沈家三樓,沈嬌嬌的公主房裏。
今天刷直播時,她看到了一張熟悉的臉,在看直播間裏的內容她臉上那甜美的笑,裂了。
握着平板的手指因爲過度用力而指節泛白。
腦海裏,冰冷的機械音尖銳地響起。
【警告!目標人物沈觀南氣運大幅度上漲!宿主氣運受到壓制!】
“廢物!”沈嬌嬌在心中低罵一聲,眼神陰鷙。
她絕不允許沈觀南得到任何關注!
這個賤人,她憑什麼?
沈嬌嬌的指甲狠狠摳進掌心,恨不得立刻沖下樓去,將那個礙眼的女人從她眼前徹底抹去。她強迫自己冷靜下來,目光落在平板屏幕上那些還在狂熱吹捧沈觀南的彈幕,眼底閃過一絲狠厲。
“想提升自己氣運來壓制我的氣運?做夢!”
她冷笑一聲,迅速點開一個熟練的聊天群,指尖飛快地敲打着:“接單,緊急,要快,效果要狠。”不一會兒,一個頭像閃動起來,很快,一筆巨額的轉賬完成。
此時的直播間裏,在一片堪稱癲狂的喜悅和崇拜中,直播間的人氣如同坐上了火箭,從最初的幾百人,在警方發布通報後,瞬間沖破了二十萬、直逼五十萬人!
滿屏的“大師”、“神仙”、“活菩薩”,夾雜着數不清的道歉和禮物特效,幾乎要讓最頂配的手機都卡頓。無數人一邊爲罪犯落網而拍手稱快,一邊爲自己親眼見證了這堪稱奇跡的一幕而激動到語無倫次。
面對這山呼海嘯般的熱情,沈觀南的表情依舊沒有半分變化,她只是靜靜地等待着,等那第一波最洶涌的彈幕洪峰稍微平息了一些。
她伸出纖長的手指,在屏幕上輕輕一點,清冷的聲音透過手機,清晰地傳到每一個觀衆的耳朵裏,瞬間壓下了所有嘈雜。
“感謝各位的厚愛。”
僅僅六個字,卻帶着一種不容置疑的安定力量,讓狂熱的彈幕都爲之一滯。
沈觀南繼續用她那平穩無波的語調說道:“今日最後一卦,現在開始。”
話音剛落,剛剛才安靜了不到兩秒的直播間,瞬間以比剛才猛烈十倍的態勢,再次炸開了鍋。
如果說剛才的彈幕是激動和震驚,那麼現在的彈幕,就是純粹的渴望和瘋狂!
【最後一卦!選我選我!大師看看我!】
【啊啊啊啊!大師!我願意出十個嘉年華!求您給我算算我啥時候能發財!】
【前面的別想了,大師是玄學高人,不看錢的!看緣分!大師!看我!我就是你的有緣人啊!】
【大師我給您磕頭了!求您看看我兒子什麼時候能好起來吧!求求您了!】
無數條彈幕匯成信息瀑布,所有人都想成爲那個能得到大師指點的、今天的最後一個幸運兒。

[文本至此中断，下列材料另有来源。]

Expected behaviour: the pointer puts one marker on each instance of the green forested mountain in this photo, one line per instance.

沈觀南的目光淡然地掃過飛速滾動的彈幕,只是伸出手指,在無數滾動的頭像中,隨意地一點。
“連線ID:秋日暖陽。”
她的聲音落下,一個連麥申請立刻被發送了出去。
被選中的幸運兒顯然激動到手足無措,畫面連接了好幾次才成功。屏幕一分爲二,出現的是一張憔悴不堪的中年女人的臉。她看起來四十歲出頭,眼窩深陷,布滿血絲,嘴唇幹裂,眼神裏混雜着絕望和抓住最後一根稻草的祈求。
“大師!大師您終於選我了!”女人一開口,聲音就帶上了哭腔,“求求您,救救我的兒子吧!”
直播間的觀衆們立刻被這股悲傷所感染,彈幕慢了下來。
【這位媽媽看起來好憔悴,怎麼了?】
【看這情況,估計是孩子生病了。唉,當父母的真不容易。】
【希望能有好消息吧。】
沈觀南的表情依舊平靜,她靜靜地看着屏幕裏的女人,吐出一個字:“說。”
女人像是找到了宣泄的出口,語無倫次地說了起來:“我兒子小傑,他今年才八歲,一個月前還好好的,突然就病了!每天都說累,吃不下飯,人眼看着就瘦下去了!去遍了市裏所有的大醫院,做了所有檢查,都說他沒病!可他就是一天比一天虛弱,晚上還做噩夢,天天哭着說床邊有人盯着他看,說有東西要抓他走!”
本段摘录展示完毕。